The professor looked up from his calculations. His face was very pale; his eyes glowed with excitement. The boys had seldom seen the old gentleman so moved.
"You are right, my boy. A planet it surely is," he said to Jack.
"But why have we never seen it before?" demanded Mark.
"For a very good reason," returned the professor, solemnly. "We were never in a position before to behold that planet, save on two occasions."
"Then we have seen it twice before?" asked the puzzled Jack.
"On two occasions we have been enabled to stand off, as it were, and look at that planet as though we were inhabitants of another world—when we went to the moon, and when we went to Mars."
"What do you mean, Professor?" cried Mark.
"It's the earth!" exclaimed Jack Darrow. "It's the earth! We have left the earth—is that it, Professor?"
The old scientist nodded. Phineas Roebach snorted his disbelief, while Washington White gave vent to his trouble of mind most characteristically:
"Goodness gracious gollyation! De fat am suah in de fiah now! We'se done los' de earf an' Buttsy an' me will nebber see our happy home no mo'."
"Oh, Professor! how could we have left the earth?" demanded Mark. "See! we are standing upon it now; at least, this glacier is an ice-river of Alaska, and Alaska has not been wiped off the map!"
"But that is exactly what has happened to it," said the professor, earnestly. "At least, a part of Alaska—we do not know how much of that territory, or how much other territory with it—is no longer a part of the sphere called the earth."
Phineas Roebach looked at the old scientist as though he thought the latter had taken leave of his senses.

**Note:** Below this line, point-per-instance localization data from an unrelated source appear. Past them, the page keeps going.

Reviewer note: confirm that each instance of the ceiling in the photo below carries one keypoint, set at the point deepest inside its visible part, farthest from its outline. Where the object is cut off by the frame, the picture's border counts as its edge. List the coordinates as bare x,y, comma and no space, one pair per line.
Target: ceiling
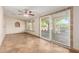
12,11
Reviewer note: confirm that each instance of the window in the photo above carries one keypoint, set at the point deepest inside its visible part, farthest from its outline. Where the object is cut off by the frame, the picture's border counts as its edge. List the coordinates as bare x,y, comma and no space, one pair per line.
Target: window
30,25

But Jack Darrow leaped to the right conclusion.
"You mean, sir, that the earthquake and the volcanic eruption have torn away some great fragment of the world, and we are on it?"
"That is what I mean."
"We are floating in space, then—an entirely new world? And that is the old world shining there in the sky?"

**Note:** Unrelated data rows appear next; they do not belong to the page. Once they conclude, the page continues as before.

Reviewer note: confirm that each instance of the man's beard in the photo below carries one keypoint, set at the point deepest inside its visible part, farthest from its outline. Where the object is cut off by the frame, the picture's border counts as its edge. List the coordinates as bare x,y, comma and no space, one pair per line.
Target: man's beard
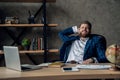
84,35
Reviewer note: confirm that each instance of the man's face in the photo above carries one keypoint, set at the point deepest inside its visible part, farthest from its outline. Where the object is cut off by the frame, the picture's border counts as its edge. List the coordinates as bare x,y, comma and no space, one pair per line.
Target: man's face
84,30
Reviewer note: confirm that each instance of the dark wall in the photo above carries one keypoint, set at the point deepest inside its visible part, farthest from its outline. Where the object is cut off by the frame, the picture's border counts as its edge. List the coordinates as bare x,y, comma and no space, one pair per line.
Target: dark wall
103,14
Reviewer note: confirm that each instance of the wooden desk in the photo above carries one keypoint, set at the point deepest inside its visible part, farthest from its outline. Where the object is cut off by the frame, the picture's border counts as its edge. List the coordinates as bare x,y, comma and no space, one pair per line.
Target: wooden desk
57,74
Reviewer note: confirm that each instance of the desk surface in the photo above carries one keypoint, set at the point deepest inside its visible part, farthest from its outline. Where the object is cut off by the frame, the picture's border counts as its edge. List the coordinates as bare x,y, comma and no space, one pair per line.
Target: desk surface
56,74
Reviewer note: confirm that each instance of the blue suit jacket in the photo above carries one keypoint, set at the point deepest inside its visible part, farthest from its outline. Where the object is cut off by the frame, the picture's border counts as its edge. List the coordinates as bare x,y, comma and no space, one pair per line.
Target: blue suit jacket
95,46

"That is what has happened, Jack," declared Professor Henderson, with solemnity. "I suspected it when we first felt the lightness of the atmosphere. I was convinced when I found the ether envelope of this new world—this island in the air, as it were—was so thin. My calculations regarding the rising of the moon, and the outlines of objects upon the great globe hanging yonder, prove to my mind conclusively that the awful cataclysm we endured, when we all completely lost consciousness, was the time when the eruption occurred, and we, with this great fragment of the earth, were blown out into space."

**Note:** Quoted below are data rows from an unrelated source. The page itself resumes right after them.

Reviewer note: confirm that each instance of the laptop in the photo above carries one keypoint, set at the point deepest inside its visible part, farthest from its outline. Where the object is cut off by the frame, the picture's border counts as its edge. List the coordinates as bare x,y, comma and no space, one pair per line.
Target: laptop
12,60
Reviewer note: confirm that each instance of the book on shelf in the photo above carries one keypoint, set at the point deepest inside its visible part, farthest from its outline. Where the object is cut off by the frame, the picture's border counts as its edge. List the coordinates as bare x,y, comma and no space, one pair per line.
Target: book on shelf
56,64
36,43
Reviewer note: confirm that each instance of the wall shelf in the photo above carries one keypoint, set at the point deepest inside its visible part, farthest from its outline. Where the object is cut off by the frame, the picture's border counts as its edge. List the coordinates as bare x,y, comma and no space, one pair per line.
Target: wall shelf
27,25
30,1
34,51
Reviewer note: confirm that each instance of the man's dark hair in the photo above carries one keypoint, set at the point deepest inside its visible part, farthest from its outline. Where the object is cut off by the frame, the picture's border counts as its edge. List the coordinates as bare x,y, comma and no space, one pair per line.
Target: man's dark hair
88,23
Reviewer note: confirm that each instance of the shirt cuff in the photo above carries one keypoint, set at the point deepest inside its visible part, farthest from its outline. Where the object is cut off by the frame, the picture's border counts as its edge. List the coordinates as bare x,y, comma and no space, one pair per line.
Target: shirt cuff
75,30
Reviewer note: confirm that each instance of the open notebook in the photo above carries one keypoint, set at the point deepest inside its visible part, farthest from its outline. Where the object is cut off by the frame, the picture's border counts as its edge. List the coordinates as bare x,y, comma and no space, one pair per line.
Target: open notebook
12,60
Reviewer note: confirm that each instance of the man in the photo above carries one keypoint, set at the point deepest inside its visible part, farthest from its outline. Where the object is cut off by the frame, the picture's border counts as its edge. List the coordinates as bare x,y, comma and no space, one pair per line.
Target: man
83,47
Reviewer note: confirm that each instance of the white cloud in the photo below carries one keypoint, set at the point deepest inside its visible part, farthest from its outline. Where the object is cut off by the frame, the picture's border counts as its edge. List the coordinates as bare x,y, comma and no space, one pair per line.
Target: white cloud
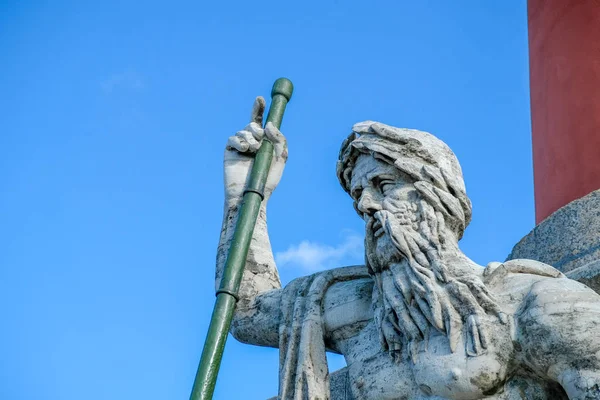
310,256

"It can't be! it can't be!" shouted Phineas Roebach. "We've lost our heads, perhaps; but we haven't lost our hold on the earth. It's nonsense!"
"I sincerely wish I could feel that same confidence, Mr. Roebach," said Professor Henderson, drily. "These instruments of mine, however, cannot lie. It is a simple calculation to figure that the moon, now just risen, is thousands of miles out of her course, if we are still on the earth. No, Mr. Roebach, I am stating the exact truth when I say that we have been blown off the earth by that awful volcanic eruption, and that we are now floating on a torn-away world, or a new planet, in space, doubtless hanging between the earth and the sun. We are as unsafe as though we were on a wandering star, or meteor—only this island is not afire. But in time we shall fall into one or the other greater bodies of our system—of that end there can be no possible doubt."